Em seguida, o Mineirão de novo. O plano agora era nos reunirmos; a Renata veio e o pai dela também, mas a Jéssica não conseguiu decolar de Porto Alegre e acabou sendo a ausência do dia.
Fomos então a Salvador. Local e partida inusitados, entre um desclassificado e outro quase, mas havia o desejo de ver a Bósnia-Herzegovina e torcer por ela. Fomos a caráter; a Renata passou por bósnia na televisão e, juntos, nós dois não tivemos coragem de acabar com a ilusão de quem pensava sermos estrangeiros - posamos para fotos e tudo o mais.
De lá fomos para Pernambuco - no mata-mata que teria uma equipe do "grupo da morte", acabamos vendo justamente a Costa Rica. Mas tudo bem, era Copa do Mundo. Ainda pudemos encontrar amigos no inusitado restaurante Kovačić e, como se não bastasse isso, descobrimos também um grupo de faroeses que ficou espantado com o carinho que tínhamos pelo país deles.

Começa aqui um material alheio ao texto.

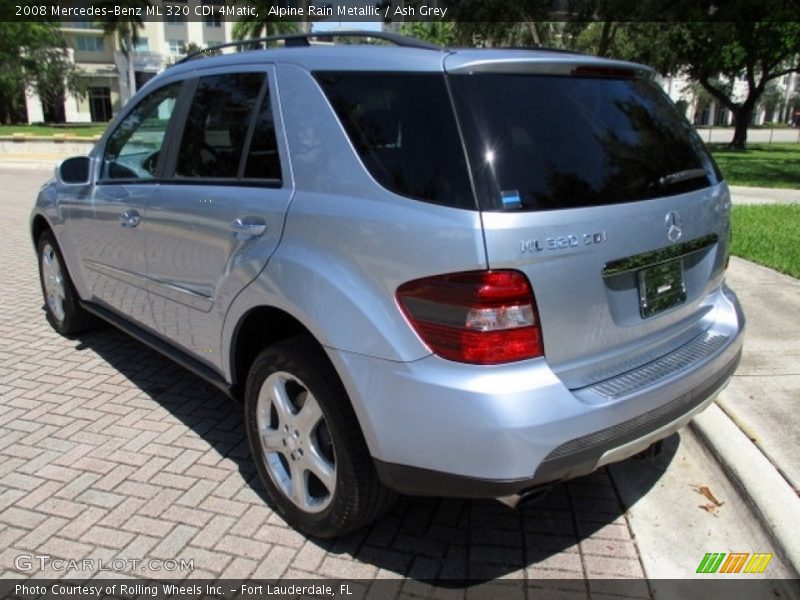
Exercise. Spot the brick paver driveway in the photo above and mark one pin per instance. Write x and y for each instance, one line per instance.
(108, 451)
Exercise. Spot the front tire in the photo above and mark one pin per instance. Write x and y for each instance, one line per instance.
(62, 304)
(307, 444)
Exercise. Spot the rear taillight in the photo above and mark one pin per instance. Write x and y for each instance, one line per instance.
(480, 317)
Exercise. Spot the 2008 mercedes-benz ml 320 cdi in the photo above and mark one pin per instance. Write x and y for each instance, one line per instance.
(440, 272)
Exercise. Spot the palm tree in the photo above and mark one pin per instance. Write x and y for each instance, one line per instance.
(126, 27)
(264, 25)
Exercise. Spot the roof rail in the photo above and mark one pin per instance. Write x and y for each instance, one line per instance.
(303, 39)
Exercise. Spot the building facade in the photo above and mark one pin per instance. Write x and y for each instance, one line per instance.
(161, 42)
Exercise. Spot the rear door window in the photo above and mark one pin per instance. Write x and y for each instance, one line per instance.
(403, 127)
(229, 132)
(540, 142)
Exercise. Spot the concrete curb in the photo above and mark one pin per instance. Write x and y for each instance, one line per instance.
(774, 501)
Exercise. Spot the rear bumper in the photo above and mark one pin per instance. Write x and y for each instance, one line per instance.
(440, 428)
(604, 447)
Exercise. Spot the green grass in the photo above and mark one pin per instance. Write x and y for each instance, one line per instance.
(761, 165)
(49, 131)
(768, 234)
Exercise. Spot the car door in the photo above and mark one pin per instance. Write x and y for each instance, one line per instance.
(213, 223)
(106, 223)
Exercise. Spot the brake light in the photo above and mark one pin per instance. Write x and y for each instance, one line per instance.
(479, 317)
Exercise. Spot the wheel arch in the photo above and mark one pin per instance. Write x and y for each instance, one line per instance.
(256, 329)
(39, 224)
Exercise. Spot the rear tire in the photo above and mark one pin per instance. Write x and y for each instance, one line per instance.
(62, 305)
(307, 444)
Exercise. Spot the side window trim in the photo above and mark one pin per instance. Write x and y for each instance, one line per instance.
(248, 139)
(166, 167)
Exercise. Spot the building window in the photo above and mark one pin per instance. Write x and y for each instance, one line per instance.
(100, 103)
(84, 25)
(177, 46)
(86, 43)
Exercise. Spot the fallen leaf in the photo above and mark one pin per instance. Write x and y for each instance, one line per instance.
(705, 491)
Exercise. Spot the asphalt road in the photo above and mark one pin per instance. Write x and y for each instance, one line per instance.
(109, 451)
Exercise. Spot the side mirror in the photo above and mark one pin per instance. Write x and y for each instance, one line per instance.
(74, 170)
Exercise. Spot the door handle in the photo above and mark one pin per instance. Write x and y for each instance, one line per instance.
(248, 228)
(130, 218)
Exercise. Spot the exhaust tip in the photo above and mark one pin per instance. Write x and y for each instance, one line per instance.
(525, 498)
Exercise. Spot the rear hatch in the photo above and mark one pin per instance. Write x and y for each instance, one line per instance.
(591, 183)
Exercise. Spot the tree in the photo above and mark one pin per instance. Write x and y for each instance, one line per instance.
(440, 33)
(264, 24)
(715, 43)
(34, 54)
(126, 26)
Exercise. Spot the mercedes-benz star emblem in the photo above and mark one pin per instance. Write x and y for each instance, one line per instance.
(674, 231)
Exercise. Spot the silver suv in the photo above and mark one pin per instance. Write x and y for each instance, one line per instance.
(464, 273)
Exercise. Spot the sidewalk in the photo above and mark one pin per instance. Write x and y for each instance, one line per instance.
(754, 195)
(754, 427)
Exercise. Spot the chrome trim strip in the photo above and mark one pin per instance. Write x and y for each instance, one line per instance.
(662, 255)
(170, 291)
(653, 372)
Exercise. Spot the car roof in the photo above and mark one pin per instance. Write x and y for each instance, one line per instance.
(372, 57)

Então, Salvador de novo. Não estava nos planos originais, mas foi o que sobrou como última alternativa para nos reunirmos os três - eu, a Renata e a Jéssica - depois dos desencontros em Belo Horizonte. Deu certo e foi bastante divertido. Afinal, era Copa do Mundo. A Copa do Brasil.
Tudo tão bom, uma rotina tão fora da rotina, pequenas loucuras tão impensáveis (como colecionar copos da Coca-Cola ou embarcar espontaneamente num voo de madrugada) que parecíamos crianças. Numa Copa assim, nada poderia dar errado.

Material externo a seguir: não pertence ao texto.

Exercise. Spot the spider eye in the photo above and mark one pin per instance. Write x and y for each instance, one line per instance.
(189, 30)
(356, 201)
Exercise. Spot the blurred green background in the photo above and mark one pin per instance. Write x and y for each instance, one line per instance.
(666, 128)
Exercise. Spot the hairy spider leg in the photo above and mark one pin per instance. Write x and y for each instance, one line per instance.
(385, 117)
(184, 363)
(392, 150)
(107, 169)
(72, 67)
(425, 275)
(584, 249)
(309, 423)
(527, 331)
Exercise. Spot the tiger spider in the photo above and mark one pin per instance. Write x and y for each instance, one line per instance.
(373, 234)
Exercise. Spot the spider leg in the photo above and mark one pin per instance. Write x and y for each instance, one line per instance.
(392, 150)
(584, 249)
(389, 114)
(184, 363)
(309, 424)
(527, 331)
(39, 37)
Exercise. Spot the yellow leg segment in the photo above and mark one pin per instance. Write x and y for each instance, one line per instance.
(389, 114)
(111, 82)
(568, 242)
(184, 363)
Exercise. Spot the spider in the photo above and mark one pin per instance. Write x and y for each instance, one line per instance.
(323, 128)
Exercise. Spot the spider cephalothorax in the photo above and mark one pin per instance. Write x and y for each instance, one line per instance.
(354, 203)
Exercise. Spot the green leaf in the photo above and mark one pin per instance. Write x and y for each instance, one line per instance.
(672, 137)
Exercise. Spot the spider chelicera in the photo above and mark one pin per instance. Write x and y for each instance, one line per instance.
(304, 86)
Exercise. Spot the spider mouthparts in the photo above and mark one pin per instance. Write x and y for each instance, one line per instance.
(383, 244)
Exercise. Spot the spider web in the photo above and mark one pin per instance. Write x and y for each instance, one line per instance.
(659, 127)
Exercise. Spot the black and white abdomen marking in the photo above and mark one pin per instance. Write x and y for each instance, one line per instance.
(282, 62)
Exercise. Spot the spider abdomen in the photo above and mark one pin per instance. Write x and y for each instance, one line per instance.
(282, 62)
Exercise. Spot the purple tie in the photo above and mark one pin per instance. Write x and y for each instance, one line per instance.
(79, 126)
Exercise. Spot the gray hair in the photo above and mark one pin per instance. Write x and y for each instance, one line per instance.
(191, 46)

E foi exatamente por isso que a derrota doeu tanto. Não é que eu acreditasse ou idolatrasse desmesuradamente a seleção brasileira. Não é que o futebol seja a coisa mais importante do mundo para mim. Nem se tratava de um desejo febril de vingar o Maracanazo. Acontece que essa Copa, a nossa Copa, eu queria guardá-la com as lembranças boas que ela estava proporcionando. E, de repente, eis que ela ameaçava ficar na memória como a Copa dos sete a um.
Então eu lembrei de quando o Brasil perdeu para a França, em 1986, na primeira lembrança que tenho de uma Copa do Mundo. Naquele dia, eu me recusei a acreditar na derrota e fui para meu quarto brincar - na minha brincadeira, o Brasil era o campeão. Assim, voltando a 2014, percebi que a Copa do Brasil não era uma ilusão, nem apenas um sonho de ver meu país (mais uma vez) campeão. Era a nossa Copa, de tantos gols que vimos ao vivo e pela televisão, de encontros e desencontros, da camisa que ritualmente escolhíamos a cada jogo, da chuva que nos surpreendeu em Salvador, do sorvete que tomamos após a classificação suada nos pênaltis e de pagar promessa pela mesma classificação suada, dos sotaques mineiro, gaúcho, baiano, pernambucano, colombiano, argentino, francês, faroês, bósnio, grego... Era a nossa Copa de todos os sotaques, e que placar conseguiria tirar isso de nós? É a nossa Copa.